Jia, W, Rajani, C, Xu, H, Zheng, X
Protein & cell. 2021;(5):374-393
Abstract
Colorectal cancer (CRC) and hepatocellular carcinoma (HCC) are the second and third most common causes of death by cancer, respectively. The etiologies of the two cancers are either infectious insult or due to chronic use of alcohol, smoking, diet, obesity and diabetes. Pathological changes in the composition of the gut microbiota that lead to intestinal inflammation are a common factor for both HCC and CRC. However, the gut microbiota of the cancer patient evolves with disease pathogenesis in unique ways that are affected by etiologies and environmental factors.
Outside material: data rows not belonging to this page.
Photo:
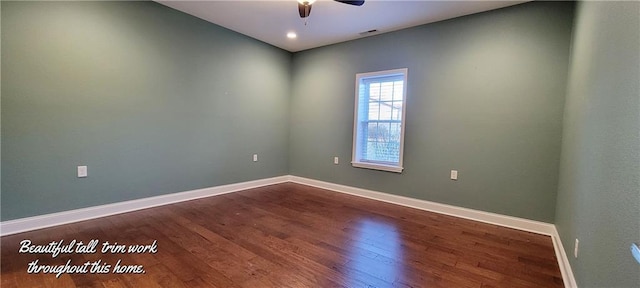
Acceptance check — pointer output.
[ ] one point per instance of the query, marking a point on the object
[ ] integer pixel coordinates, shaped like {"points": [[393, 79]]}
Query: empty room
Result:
{"points": [[320, 144]]}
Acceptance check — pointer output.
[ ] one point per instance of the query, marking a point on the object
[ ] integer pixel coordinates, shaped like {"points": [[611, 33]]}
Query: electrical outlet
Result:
{"points": [[82, 171]]}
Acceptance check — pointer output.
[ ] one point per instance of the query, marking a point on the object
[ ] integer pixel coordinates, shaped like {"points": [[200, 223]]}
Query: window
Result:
{"points": [[378, 132]]}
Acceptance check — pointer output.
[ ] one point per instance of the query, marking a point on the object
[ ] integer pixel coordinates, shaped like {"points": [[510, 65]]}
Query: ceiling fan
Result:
{"points": [[304, 6]]}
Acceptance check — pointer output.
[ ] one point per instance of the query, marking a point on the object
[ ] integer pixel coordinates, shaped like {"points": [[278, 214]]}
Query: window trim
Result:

In this review, we examine the changes that occur in the composition of the gut microbiota across the stages of the HCC and CRC. Based on the idea that the gut microbiota are an additional "lifeline" and contribute to the tumor microenvironment, we can observe from previously published literature how the microbiota can cause a shift in the balance from normal → inflammation → diminished inflammation from early to later disease stages. This pattern leads to the hypothesis that tumor survival depends on a less pro-inflammatory tumor microenvironment. The differences observed in the gut microbiota composition between different disease etiologies as well as between HCC and CRC suggest that the tumor microenvironment is unique for each case.